Burt, my garage is littered with just as many failed experiments as success stories. I have successfully built CBG's, designed and built wood canoes,, built a 74 AMC AMX, a few Jeeps, a couple motorcycles, designed and built R/C airplanes, etc.
I have failed miserably at building a strip built canoe, boat cradle, other R/C airplanes, I never finished that stroker 383 motor and sold it to a friend to finish, another chopper that I didn't have time to finish, and multiple other projects that are "half built"
If you never try, you can never achieve anything. Bite off more than you can chew. Attempt things that are out of your element and comfort zone. If you don't stretch your legs, you'll never learn and achieve anything. Just go for it. Build that bass. What's the worst that can happen? You may fail at it, but you WILL learn some new stuff along the way that will help on your next project.

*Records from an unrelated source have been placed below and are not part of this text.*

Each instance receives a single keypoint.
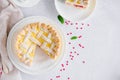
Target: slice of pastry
(37, 34)
(78, 3)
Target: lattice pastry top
(37, 34)
(78, 3)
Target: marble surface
(96, 51)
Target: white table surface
(101, 41)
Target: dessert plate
(41, 63)
(25, 3)
(72, 13)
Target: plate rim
(9, 50)
(75, 19)
(25, 5)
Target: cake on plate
(37, 34)
(78, 3)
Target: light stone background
(101, 41)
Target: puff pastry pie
(78, 3)
(37, 34)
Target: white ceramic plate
(27, 3)
(72, 13)
(42, 63)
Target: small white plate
(27, 3)
(72, 13)
(42, 63)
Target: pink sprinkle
(71, 52)
(88, 24)
(66, 61)
(81, 28)
(75, 52)
(83, 61)
(70, 32)
(71, 23)
(67, 33)
(69, 43)
(76, 27)
(79, 36)
(82, 23)
(70, 55)
(63, 69)
(80, 45)
(68, 78)
(57, 76)
(71, 58)
(68, 21)
(0, 73)
(76, 23)
(73, 47)
(62, 65)
(83, 47)
(60, 69)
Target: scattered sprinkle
(83, 61)
(81, 28)
(61, 19)
(62, 65)
(57, 76)
(74, 38)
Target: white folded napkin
(9, 15)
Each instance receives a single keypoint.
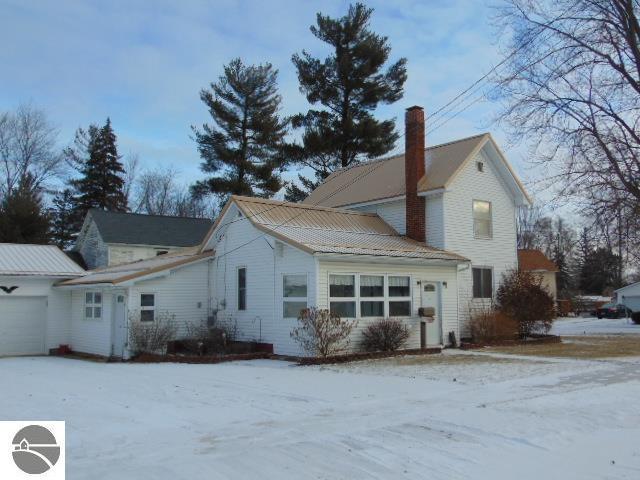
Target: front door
(119, 325)
(430, 299)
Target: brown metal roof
(330, 230)
(384, 178)
(129, 271)
(535, 261)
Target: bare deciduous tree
(572, 89)
(28, 146)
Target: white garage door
(22, 325)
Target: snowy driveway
(499, 419)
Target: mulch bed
(533, 340)
(353, 357)
(154, 358)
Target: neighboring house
(461, 196)
(32, 313)
(113, 238)
(629, 296)
(536, 262)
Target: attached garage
(22, 325)
(34, 317)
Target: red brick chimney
(414, 171)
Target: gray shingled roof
(138, 229)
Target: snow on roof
(322, 230)
(130, 271)
(43, 260)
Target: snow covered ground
(451, 416)
(593, 326)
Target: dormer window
(482, 225)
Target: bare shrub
(152, 337)
(387, 335)
(322, 333)
(489, 324)
(522, 297)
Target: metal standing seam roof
(322, 230)
(158, 230)
(130, 271)
(535, 261)
(384, 178)
(42, 260)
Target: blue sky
(143, 63)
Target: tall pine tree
(22, 218)
(349, 84)
(242, 150)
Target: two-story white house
(460, 196)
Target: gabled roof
(535, 261)
(322, 230)
(118, 274)
(43, 260)
(157, 230)
(384, 179)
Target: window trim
(147, 308)
(93, 305)
(246, 281)
(294, 299)
(473, 218)
(386, 298)
(482, 267)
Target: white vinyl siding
(391, 212)
(268, 260)
(499, 252)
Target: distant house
(536, 262)
(114, 238)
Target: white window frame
(473, 216)
(358, 298)
(304, 300)
(93, 305)
(482, 267)
(148, 308)
(246, 288)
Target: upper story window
(482, 282)
(482, 224)
(93, 305)
(242, 288)
(370, 295)
(294, 293)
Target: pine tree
(243, 148)
(101, 184)
(22, 218)
(64, 219)
(349, 84)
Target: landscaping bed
(219, 358)
(352, 357)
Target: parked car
(612, 310)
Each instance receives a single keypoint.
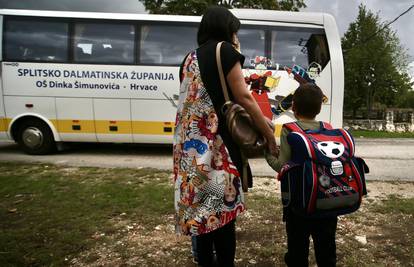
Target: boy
(307, 102)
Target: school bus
(107, 77)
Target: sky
(344, 11)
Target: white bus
(106, 77)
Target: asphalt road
(388, 159)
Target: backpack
(323, 178)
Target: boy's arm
(285, 153)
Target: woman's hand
(272, 148)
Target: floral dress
(208, 191)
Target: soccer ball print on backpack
(323, 178)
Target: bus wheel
(36, 138)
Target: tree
(197, 7)
(376, 65)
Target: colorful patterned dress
(208, 191)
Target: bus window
(36, 40)
(297, 46)
(252, 44)
(166, 45)
(104, 43)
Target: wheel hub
(32, 137)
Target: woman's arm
(243, 97)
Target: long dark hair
(217, 24)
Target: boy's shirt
(285, 153)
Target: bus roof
(242, 14)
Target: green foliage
(197, 7)
(376, 65)
(49, 213)
(380, 134)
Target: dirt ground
(366, 233)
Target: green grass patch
(49, 213)
(380, 134)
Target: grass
(380, 134)
(49, 213)
(394, 204)
(58, 216)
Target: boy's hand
(272, 148)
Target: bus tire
(36, 138)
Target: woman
(207, 162)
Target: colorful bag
(323, 178)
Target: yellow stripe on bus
(3, 124)
(75, 126)
(278, 129)
(153, 127)
(114, 127)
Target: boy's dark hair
(307, 100)
(218, 24)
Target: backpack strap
(294, 128)
(325, 125)
(350, 141)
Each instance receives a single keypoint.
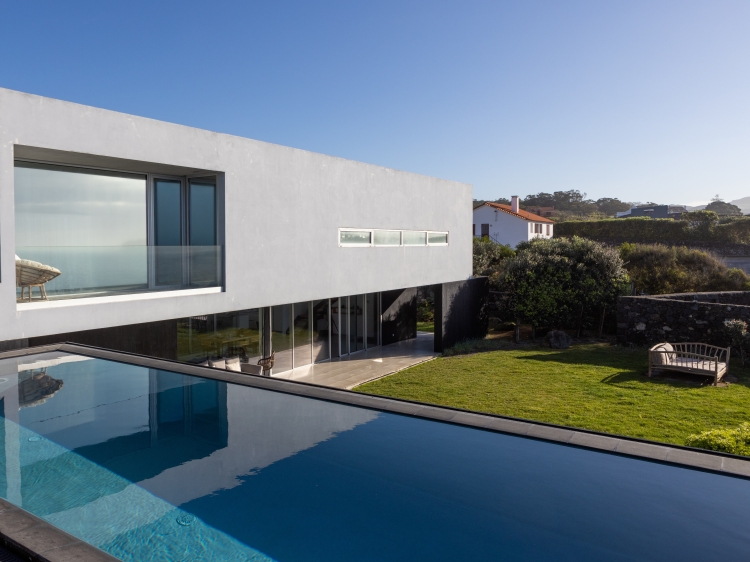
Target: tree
(610, 206)
(563, 282)
(721, 208)
(488, 256)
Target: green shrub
(739, 337)
(735, 441)
(488, 256)
(562, 282)
(657, 270)
(699, 226)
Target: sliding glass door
(282, 337)
(372, 313)
(302, 335)
(321, 331)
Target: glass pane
(281, 337)
(373, 320)
(320, 330)
(335, 327)
(344, 327)
(357, 237)
(227, 334)
(387, 237)
(88, 224)
(438, 238)
(168, 231)
(414, 238)
(356, 323)
(202, 213)
(302, 335)
(205, 258)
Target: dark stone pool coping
(32, 536)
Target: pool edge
(32, 538)
(699, 459)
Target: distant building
(508, 224)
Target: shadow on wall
(399, 315)
(461, 312)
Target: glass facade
(227, 334)
(321, 331)
(282, 337)
(114, 232)
(372, 305)
(300, 334)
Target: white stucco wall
(283, 210)
(506, 228)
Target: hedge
(644, 229)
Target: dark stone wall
(723, 297)
(399, 315)
(461, 311)
(679, 318)
(156, 339)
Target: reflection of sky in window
(57, 206)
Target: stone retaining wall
(683, 317)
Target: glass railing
(86, 271)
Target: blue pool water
(153, 465)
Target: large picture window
(104, 232)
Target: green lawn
(596, 386)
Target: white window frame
(345, 245)
(401, 243)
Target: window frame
(401, 244)
(151, 177)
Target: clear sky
(642, 100)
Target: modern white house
(509, 224)
(187, 244)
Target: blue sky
(641, 100)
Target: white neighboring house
(508, 224)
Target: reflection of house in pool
(161, 428)
(36, 387)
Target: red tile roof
(521, 214)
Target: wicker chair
(34, 274)
(693, 358)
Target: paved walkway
(365, 366)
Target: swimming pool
(149, 464)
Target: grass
(593, 386)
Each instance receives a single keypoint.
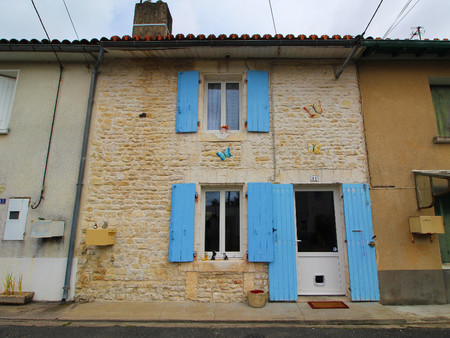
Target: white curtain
(214, 94)
(232, 101)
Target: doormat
(328, 305)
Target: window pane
(214, 106)
(441, 102)
(212, 217)
(232, 218)
(316, 224)
(233, 105)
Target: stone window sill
(441, 140)
(232, 265)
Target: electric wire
(372, 18)
(273, 19)
(67, 10)
(398, 17)
(394, 25)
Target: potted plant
(257, 298)
(10, 295)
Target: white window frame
(220, 253)
(15, 227)
(223, 79)
(5, 112)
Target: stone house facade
(311, 143)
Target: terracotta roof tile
(232, 36)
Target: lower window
(222, 223)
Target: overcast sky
(105, 18)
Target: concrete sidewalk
(299, 313)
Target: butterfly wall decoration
(314, 148)
(314, 109)
(225, 154)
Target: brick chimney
(152, 18)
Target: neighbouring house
(222, 164)
(43, 105)
(405, 90)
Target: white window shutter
(7, 86)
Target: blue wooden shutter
(181, 236)
(283, 269)
(258, 101)
(361, 257)
(187, 102)
(260, 216)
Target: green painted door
(442, 208)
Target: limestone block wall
(133, 162)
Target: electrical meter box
(427, 225)
(47, 229)
(100, 237)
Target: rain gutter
(38, 47)
(143, 45)
(405, 44)
(76, 208)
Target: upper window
(222, 102)
(7, 88)
(441, 102)
(223, 222)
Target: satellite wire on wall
(273, 19)
(75, 30)
(41, 196)
(45, 30)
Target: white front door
(320, 249)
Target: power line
(372, 18)
(67, 10)
(273, 19)
(395, 24)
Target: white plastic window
(222, 223)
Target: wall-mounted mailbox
(100, 237)
(427, 224)
(47, 229)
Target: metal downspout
(76, 208)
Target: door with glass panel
(320, 261)
(222, 223)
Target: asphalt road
(67, 330)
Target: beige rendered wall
(400, 125)
(23, 154)
(134, 161)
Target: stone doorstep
(16, 298)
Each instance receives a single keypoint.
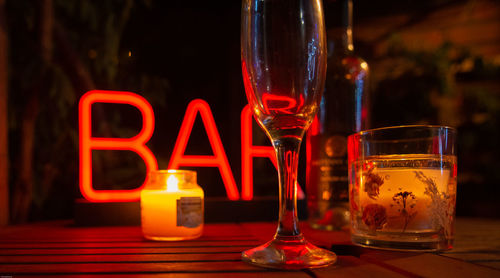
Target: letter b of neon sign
(136, 143)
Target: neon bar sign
(178, 159)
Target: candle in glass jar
(172, 206)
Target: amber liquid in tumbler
(404, 201)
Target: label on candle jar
(189, 212)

Best way to learn new things! Just jump right in and try, can't say you never tried if they fail and I'm using mostly scavenged material. :D The acoustic was very cheap and has sat in my closet for a couple years, just trying to figure out what to do with it. I can buy a new neck for about $50 but there's no guarantee I can fix it that way. I have a nice maple piece left over from a scavenged dresser top I cut up for CBG necks (been quite a fun crash course in building them!) I know I can make a bass, saw a great video yesterday here where a guy used some hemlock. If it fails I'm out nothing and gain knowledge so it's win win. I'm thinking the same idea as the neck through the body design as the acoustic body would probably fold under the tension otherwise. I'll share pics when I start. I'm currently working on a couple cbgs, one electric, just wired the electronics yesterday out of scavenged parts from work on one of my six strings, and two more acoustic cgbs, one getting a piezo maybe two wired to seperate input jacks to be able to route it to seperate fx channels at the same time, then like 8 more necks all cut, ready for sanding. Made a fretboard today, mostly anyway, another fun crash course, seems to have come out well, I will know when I attach it to a cgb, temporalily at first. It's just a test one to start with to make sure I got it right. I copied the fret positions from another guitar at the same scale. I tried W fret but up to 12th fret they were off. I have 2 other bought basses I can use for reference as far as scale and fret positions. There's just something about building and playing your own instruments! Next I'll try a really nice full sized guitar. I have 2 necks just hanging around looking for a homemade body to go on. I was thinking maybe an electric violin at some point hahaha Building amps and stuff looks fascinating! When I learn everything needed I can try to scavenge most of it. Great things come from experiments unless of course your making monsters with genetic experiments and they get loose!